The thyroid gland consists of two lobes which are located on either side of the windpipe in the neck. The principal function of thyroid hormone is to regulate metabolism, but it also indirectly effects growth and nutrition. Because of the complex triangular interrelationship between the thyroid, the anterior pituitary, and the gonads, an abnormal

amount of thyroid hormone may ultimately cause the production of excess hair-stimulating hormones. But specialists are not in agreement on this point, and it remains for the present only in the realm of

possibility.

The parathyroid glands are four tiny bodies located on the thyroid gland. They regulate the way the body utilizes calcium and phosphorus. Parathyroid activity seems to be unrelated to the function of other endocrine glands, and it is therefore doubtful that it would have much influence on the growth of hair.  

The thymus gland, located in the chest cavity behind the breastbone,

is still a mystery to physiologists. Neither its function nor the nature of its secretions has been determined.

The pancreas is not itself an endocrine gland, but it contains groups of cells called the islands of Langerhanswhich produce two hormones, glucagon, and insulin.
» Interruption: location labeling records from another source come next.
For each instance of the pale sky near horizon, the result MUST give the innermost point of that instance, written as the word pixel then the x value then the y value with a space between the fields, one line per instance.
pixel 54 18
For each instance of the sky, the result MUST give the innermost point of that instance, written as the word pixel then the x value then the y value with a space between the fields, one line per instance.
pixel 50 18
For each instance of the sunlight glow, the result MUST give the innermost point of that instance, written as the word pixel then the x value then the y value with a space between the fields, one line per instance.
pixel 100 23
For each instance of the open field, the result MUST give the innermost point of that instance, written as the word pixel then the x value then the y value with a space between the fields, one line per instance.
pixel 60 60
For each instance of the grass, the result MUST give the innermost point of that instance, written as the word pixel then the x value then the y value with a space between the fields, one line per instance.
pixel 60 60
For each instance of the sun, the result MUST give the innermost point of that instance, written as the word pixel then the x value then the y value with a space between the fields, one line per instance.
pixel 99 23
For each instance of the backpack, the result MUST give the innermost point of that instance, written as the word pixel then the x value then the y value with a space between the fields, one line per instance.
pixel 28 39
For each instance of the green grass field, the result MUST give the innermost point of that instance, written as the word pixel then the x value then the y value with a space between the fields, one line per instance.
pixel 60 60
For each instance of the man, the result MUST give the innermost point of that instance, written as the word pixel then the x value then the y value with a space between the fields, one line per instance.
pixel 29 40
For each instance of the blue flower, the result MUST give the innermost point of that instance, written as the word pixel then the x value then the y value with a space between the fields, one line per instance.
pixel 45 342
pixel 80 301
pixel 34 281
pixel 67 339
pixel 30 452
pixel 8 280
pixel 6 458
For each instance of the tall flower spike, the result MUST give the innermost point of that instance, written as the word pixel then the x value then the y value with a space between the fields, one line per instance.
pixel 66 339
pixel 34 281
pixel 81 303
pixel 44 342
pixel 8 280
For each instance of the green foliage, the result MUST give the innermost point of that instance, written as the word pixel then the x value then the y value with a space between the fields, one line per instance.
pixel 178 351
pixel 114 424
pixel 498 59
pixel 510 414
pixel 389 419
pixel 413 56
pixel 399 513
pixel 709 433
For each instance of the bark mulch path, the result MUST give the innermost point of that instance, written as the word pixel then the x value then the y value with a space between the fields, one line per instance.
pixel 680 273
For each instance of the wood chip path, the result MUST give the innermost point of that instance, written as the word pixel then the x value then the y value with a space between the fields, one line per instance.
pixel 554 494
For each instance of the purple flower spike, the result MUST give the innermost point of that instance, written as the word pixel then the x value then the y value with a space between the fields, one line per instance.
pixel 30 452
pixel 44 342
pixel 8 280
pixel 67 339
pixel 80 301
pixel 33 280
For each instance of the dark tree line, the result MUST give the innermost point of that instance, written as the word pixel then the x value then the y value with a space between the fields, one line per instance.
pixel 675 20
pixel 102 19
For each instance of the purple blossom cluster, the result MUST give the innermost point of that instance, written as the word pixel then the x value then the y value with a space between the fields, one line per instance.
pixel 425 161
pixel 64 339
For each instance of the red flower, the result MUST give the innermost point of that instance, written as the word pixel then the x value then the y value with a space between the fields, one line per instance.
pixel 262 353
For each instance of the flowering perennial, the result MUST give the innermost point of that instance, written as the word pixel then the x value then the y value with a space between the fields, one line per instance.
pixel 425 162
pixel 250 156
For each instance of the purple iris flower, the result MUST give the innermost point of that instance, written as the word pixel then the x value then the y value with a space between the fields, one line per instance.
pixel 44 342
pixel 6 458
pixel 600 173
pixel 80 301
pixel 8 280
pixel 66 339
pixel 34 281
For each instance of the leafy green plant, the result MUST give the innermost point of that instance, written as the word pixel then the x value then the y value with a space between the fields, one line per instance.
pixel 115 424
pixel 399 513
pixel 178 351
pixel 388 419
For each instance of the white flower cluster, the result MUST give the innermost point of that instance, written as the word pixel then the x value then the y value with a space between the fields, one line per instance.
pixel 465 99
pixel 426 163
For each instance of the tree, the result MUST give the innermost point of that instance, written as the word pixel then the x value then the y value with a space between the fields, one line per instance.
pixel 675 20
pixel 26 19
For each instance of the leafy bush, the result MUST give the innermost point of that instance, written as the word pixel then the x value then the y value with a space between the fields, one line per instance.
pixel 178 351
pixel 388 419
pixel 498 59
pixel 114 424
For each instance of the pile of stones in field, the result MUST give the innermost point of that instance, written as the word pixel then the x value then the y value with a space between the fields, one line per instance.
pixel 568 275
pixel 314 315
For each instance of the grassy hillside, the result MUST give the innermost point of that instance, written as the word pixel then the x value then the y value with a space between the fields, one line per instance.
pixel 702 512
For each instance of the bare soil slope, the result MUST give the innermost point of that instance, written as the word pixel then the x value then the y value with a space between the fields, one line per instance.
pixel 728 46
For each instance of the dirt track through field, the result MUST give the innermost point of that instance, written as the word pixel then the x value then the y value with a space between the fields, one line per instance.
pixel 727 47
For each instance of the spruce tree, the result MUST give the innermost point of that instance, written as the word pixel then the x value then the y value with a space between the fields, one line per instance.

Lack of insulin, which helps blood sugar gain entrance to the body cells to provide energy, leads to a condition called diabetes milletus, commonly referred to simply as diabetes. The diabetic poses special treatment problems to the electrologist.

The adrenal glands, also called supra-renals, are situated one above

each kidney. There are two parts to an adrenal gland: the medulla, or

core, and the cortex, or outer portion. The medulla produces adrenalin and epinephrine, which are released into the circulation system the moment a person becomes frightened, angry, or very excited. These hormones are instrumental in preparing the body for fight or flight, by enhancing all those activities which will give it energy and strength.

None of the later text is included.